All living organisms contain independent bits of DNA or other genetic material that move around within their genome or from one organism to another. Scientists call these genetic materials mobile genetic elements, which differ based on the host organism. That is, humans have different mobile genetic elements than bacteria, which have different mobile genetic elements than yeast. Two types of mobile genetic elements scientists study are microscopic infectious agents, called viruses, and circular bits of DNA from microorganisms, called plasmids.
When these elements move within an organism’s genome, they can help the organism by causing them to evolve beneficial traits, they can hurt the organism by causing mutations that lead to diseases like cancer, or they can be silent with no consequences for the organism. Researchers want to capture all the mobile genetic elements in a patient’s genome so they can fully understand its characteristics.
For instance, consider a patient who has an infection of unknown cause. If clinicians can capture every potentially harmful element in the patient’s blood sample, they can more easily understand the infection and prescribe or create an effective treatment. Likewise, if scientists want to understand what makes a soil sample highly fertile at the genetic level, it helps if they can identify and understand all the genetic elements in the soil sample.
Scientists can identify the genetic sequences of every element in an environmental or clinical sample using a DNA sequencing method called metagenomics sequencing. However, they can only use the sequence data it produces if they have the right tools to extract loads of useful information.
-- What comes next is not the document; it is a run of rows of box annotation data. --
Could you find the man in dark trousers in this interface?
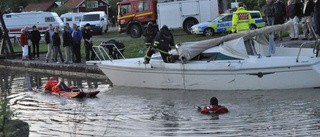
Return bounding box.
[143,25,175,64]
[143,22,157,48]
[264,0,274,26]
[289,0,301,40]
[72,24,82,63]
[272,0,286,41]
[24,27,33,60]
[314,0,320,35]
[82,23,95,61]
[31,25,41,59]
[0,27,3,40]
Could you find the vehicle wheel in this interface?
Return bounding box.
[250,24,257,30]
[203,28,214,36]
[130,25,141,38]
[183,19,199,34]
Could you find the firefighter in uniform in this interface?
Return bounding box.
[143,21,157,48]
[143,25,175,64]
[232,2,251,33]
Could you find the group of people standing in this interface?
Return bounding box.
[20,23,95,64]
[264,0,320,41]
[45,23,95,64]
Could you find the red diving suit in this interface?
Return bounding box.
[44,78,73,93]
[201,105,229,114]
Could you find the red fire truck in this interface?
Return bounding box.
[117,0,219,38]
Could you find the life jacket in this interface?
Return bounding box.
[201,105,229,114]
[44,78,59,91]
[44,78,73,93]
[232,7,251,33]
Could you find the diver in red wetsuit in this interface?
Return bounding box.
[44,78,73,93]
[201,97,229,114]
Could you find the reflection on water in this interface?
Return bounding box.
[0,70,320,136]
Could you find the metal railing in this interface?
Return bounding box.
[92,42,126,62]
[296,22,319,62]
[296,40,318,62]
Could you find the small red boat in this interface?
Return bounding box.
[32,88,100,98]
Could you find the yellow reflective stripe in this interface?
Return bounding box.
[153,41,159,47]
[118,14,136,19]
[208,24,217,28]
[157,49,169,55]
[136,11,153,17]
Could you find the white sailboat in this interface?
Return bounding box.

Researchers in the past have analyzed metagenomic sequence data to identify mobile genetic elements, but many of the existing tools could not accurately identify both viruses and plasmids at the same time in the same sample. This drawback limited the researchers’ abilities to understand all the genetic elements in clinical samples. To solve this limitation, researchers at the Lawrence Berkeley National Laboratory and Los Alamos National Laboratory developed a new computational tool, geNomad, that combines the strengths of existing methods to accurately identify and classify plasmids and viruses in metagenomic sequence data.
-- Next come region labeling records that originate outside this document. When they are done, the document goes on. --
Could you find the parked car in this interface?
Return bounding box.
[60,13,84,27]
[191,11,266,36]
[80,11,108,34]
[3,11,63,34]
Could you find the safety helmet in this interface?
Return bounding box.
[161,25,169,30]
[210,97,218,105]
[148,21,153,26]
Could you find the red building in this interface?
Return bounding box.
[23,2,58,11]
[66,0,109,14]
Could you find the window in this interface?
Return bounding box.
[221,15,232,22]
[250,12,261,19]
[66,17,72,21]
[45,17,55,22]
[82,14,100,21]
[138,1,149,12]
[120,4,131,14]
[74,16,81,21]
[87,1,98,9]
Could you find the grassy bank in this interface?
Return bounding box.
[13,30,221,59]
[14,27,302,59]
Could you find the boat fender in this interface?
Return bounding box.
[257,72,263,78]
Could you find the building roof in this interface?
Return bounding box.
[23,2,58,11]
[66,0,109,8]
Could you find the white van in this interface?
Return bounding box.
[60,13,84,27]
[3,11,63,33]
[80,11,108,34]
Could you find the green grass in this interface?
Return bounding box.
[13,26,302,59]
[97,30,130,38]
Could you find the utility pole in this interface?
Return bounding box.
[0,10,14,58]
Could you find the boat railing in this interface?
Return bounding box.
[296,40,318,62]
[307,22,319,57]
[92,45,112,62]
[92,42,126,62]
The researchers retrieved microbial and eukaryotic sequence data from databases like The Genome Taxonomy Database. They filtered them to retain the highest quality sequences based on how complete they were and how little contamination they contained. They also removed artifacts and replicates from the sequence data. Then, they assembled about 625k known plasmid and virus sequences, which they used to train and develop their geNomad tool.
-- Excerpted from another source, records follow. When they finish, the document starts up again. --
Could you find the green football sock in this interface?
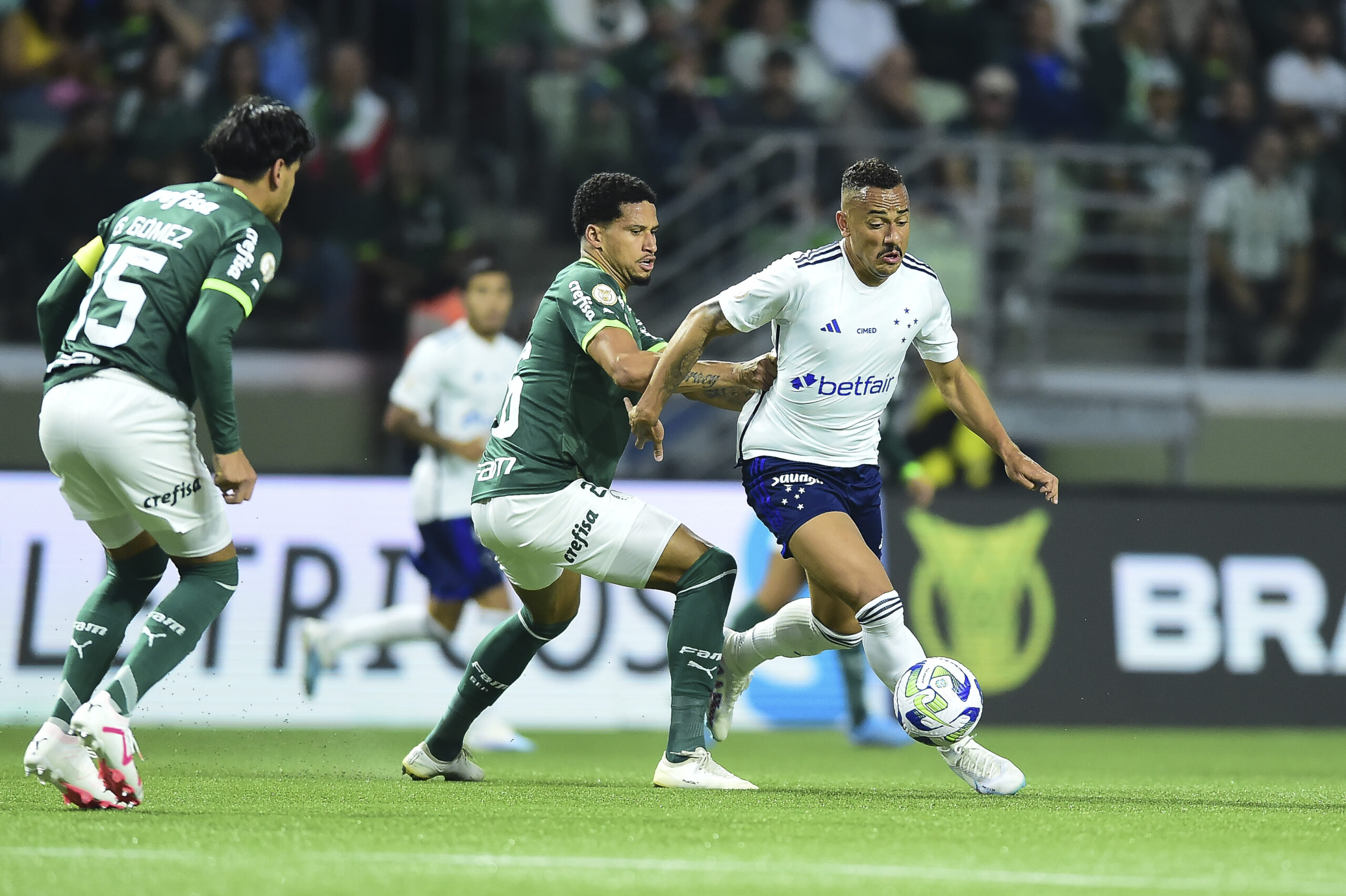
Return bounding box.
[665,547,738,763]
[728,599,772,631]
[425,607,570,763]
[837,647,870,728]
[51,545,168,724]
[108,557,238,716]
Next, they built a comprehensive protein dictionary to identify the plasmids and viruses based on their protein sequences. They retrieved protein alignments from existing databases, like Pfam, and built the dictionary using statistical methods after removing replicates and low-quality data. Finally, they used existing annotation databases to describe the functions of these proteins in geNomad, so it contained information on the name, gene function, and genetic code of the proteins.
The authors described geNomad as an AI tool that classifies mobile genetic elements by identifying, extracting, and interpreting patterns in genome data. It also classifies these elements based on the proteins they contain, by comparing them with the protein dictionary. Finally, geNomad uses features of these proteins, like sequence structure, density, and pattern frequency, to output a confidence score that tells the user how likely it is for the sequence to be a plasmid or a virus.
The authors measured the effectiveness of geNomad against 10 other previously existing tools. They found it’s faster than the other tools, and can identify even the smallest mobile genetic element in any combination of samples with high precision and sensitivity. It also discovered new classes of RNA viruses and giant viruses. They reported geNomad produced highly reproducible results, and was easy to use for both technical and non-technical users. They also found geNomad was computationally efficient, which makes it suitable for large-scale surveys of publicly available sequencing data.
The authors remarked that identifying mobile genetic elements with tools like geNomad will help scientists monitor clinically relevant microorganisms, and characterize sequences for antimicrobial-resistant genes. They anticipate geNomad will also be valuable for plasmid and viral researchers who want to better understand the diversity of plasmids in natural environments.